Two hours and ten minutes after the discovery of Pope Julius XIV’s body, the Church confirmed his death via an announcement through the office of the Vatican Secretary of State,
Cardinal Lourdusamy. Within seconds, the recorded announcement was tightcast to every radio and holovision on the teeming world of Pacem. With its population of one and a half billion souls, all born-again Christians carrying the cruciform, most employed by the Vatican or the huge civilian, military, or mercantile bureaucracy of the Pax state, the planet Pacem paused to listen with some interest. Even before the formal announcement, a dozen of the new archangel-class starships had left their orbital bases and translated across the small human sphere of the galaxy arm, their near-instantaneous drives instantly killing their crews but carrying their message of the Pope’s death secure in computers and coded transponders for the sixty-some most important archdiocese worlds and star systems. These archangel courier ships would carry a few of the voting cardinals back to Pacem in time for the election, but most of the electors would choose to remain on their homeworlds—foregoing death even with its sure promise of resurrection—sending instead their encrypted, interactive holo wafers with their eligo for the next Supreme Pontiff.
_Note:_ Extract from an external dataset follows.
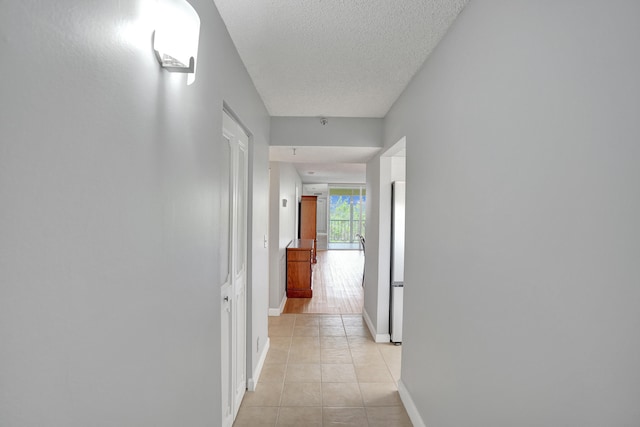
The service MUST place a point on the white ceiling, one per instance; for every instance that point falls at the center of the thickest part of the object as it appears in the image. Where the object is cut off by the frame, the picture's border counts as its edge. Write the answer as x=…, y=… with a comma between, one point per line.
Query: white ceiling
x=335, y=165
x=334, y=58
Another eighty-five Hawking-class Pax ships, mostly high-acceleration torchships, made ready to spin up to relativistic velocities and then into jump configurations, their voyage time to be measured in days to months, their relative time-debt ranging from weeks to years. These ships would wait in Pacem space the fifteen to twenty standard days until the election of the new Pope and then bring the word to the 130-some less critical Pax systems where archbishops tended to billions more of the faithful. Those archdiocese worlds, in turn, would be charged with sending the word of the Pope’s death, resurrection, and reelection on to lesser systems, distant worlds, and to the myriad colonies in the Outback. A final fleet of more than two hundred unmanned courier drones was taken out of storage at the huge Pax asteroid base in Pacem System, their message chips waiting only for the official announcement of Pope Julius’s rebirth and reelection before being accelerated into Hawking space to carry the news to elements of the Pax Fleet engaged in patrol or combat with the Ousters along the so-called Great Wall defensive sphere far beyond the boundaries of Pax space.